El objetivo de Foc i Cor es promover la inclusión sociolaboral de personas en situación de vulnerabilidad a través de una formación práctica en un entorno laboral abierto al público.
Resultados del programa y futuro prometedor
La primera promoción del programa comenzó su formación a finales de junio y la finalizó a principios de septiembre con 16 estudiantes, ocho en cocina y ocho en sala. En los próximos días, estos alumnos se incorporarán a prácticas no laborales en empresas del sector hostelero, y algunos ya han conseguido contratos de trabajo gracias a la formación que han recibido.
El programa incluye 220 horas de formación, de las cuales 200 son prácticas en el restaurante-escuela y 20 se dedican a talleres de habilidades personales y sociales. La evaluación del aprendizaje se realiza de forma continua, observando el desempeño y haciendo un seguimiento individualizado de cada participante.
Creando oportunidades para el futuro
La consellera ha resaltado que la inclusión social se construye a través de oportunidades de formación y empleo que permitan a las personas desarrollar un proyecto de vida estable e independiente. Ha elogiado el trabajo de organizaciones como CESAL, que apoyan a individuos en situaciones de vulnerabilidad y les brindan recursos para mejorar sus perspectivas personales y laborales.
Albalat ha afirmado que cuando una persona obtiene formación, experiencia profesional y una oportunidad laboral, se está avanzando hacia una recuperación efectiva que mejora la calidad de vida.
La segunda promoción del programa ha comenzado esta semana y también cuenta con 16 alumnos, con la posibilidad de aumentar a 20 en los próximos días. Se estima que entre 90 y 100 personas se beneficiarán anualmente de esta iniciativa formativa, que se integra en uno de los sectores con mayor demanda de empleo.
Sostenibilidad de proyectos sociales
La consellera ha destacado que el objetivo de la Generalitat es asegurar la continuidad de iniciativas con impacto social más allá de las ayudas extraordinarias relacionadas con la dana. Para ello, existen otras fuentes de apoyo, como las convocatorias de programas sociales financiados con cargo al IRPF y a fondos europeos, que permiten seguir promoviendo proyectos de inserción sociolaboral para personas en situación de vulnerabilidad.

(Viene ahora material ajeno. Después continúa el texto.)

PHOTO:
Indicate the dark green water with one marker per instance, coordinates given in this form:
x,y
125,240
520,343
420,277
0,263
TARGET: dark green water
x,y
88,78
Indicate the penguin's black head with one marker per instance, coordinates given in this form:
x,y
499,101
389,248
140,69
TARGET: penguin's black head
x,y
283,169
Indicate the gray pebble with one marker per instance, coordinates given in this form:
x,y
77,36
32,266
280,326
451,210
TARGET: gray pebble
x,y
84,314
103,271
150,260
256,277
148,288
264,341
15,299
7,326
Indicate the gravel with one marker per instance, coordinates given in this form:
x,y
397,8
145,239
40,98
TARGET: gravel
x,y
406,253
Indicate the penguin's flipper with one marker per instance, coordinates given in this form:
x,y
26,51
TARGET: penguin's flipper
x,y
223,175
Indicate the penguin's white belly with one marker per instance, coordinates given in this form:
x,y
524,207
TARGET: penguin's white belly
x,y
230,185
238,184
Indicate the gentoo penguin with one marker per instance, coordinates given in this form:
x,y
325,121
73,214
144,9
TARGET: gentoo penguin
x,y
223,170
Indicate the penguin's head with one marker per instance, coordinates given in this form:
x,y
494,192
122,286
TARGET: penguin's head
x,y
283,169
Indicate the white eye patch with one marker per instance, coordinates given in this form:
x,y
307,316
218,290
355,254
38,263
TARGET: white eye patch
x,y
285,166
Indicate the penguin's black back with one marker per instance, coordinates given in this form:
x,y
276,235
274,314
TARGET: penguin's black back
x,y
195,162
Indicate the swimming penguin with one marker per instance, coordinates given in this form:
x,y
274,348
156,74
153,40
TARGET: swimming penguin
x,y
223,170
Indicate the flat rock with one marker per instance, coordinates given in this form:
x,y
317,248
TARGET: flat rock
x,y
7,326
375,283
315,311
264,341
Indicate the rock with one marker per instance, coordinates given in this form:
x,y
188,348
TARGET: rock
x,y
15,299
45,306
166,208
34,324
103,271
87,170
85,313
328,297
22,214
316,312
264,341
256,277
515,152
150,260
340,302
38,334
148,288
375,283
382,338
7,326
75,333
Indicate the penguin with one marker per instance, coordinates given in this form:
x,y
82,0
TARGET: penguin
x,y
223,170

La visita también sirvió para conocer otras iniciativas que CESAL lleva a cabo en la comarca, como el proyecto Caminos de Oportunidad, también financiado por la Generalitat, que ofrece acompañamiento psicosocial, asesoramiento jurídico e itinerarios personalizados de inserción laboral para personas afectadas por la dana en diferentes municipios de l’Horta Sud. En conjunto, la Generalitat destina cerca de un millón de euros a fomentar la recuperación social y laboral de quienes sufrieron las consecuencias de la riada.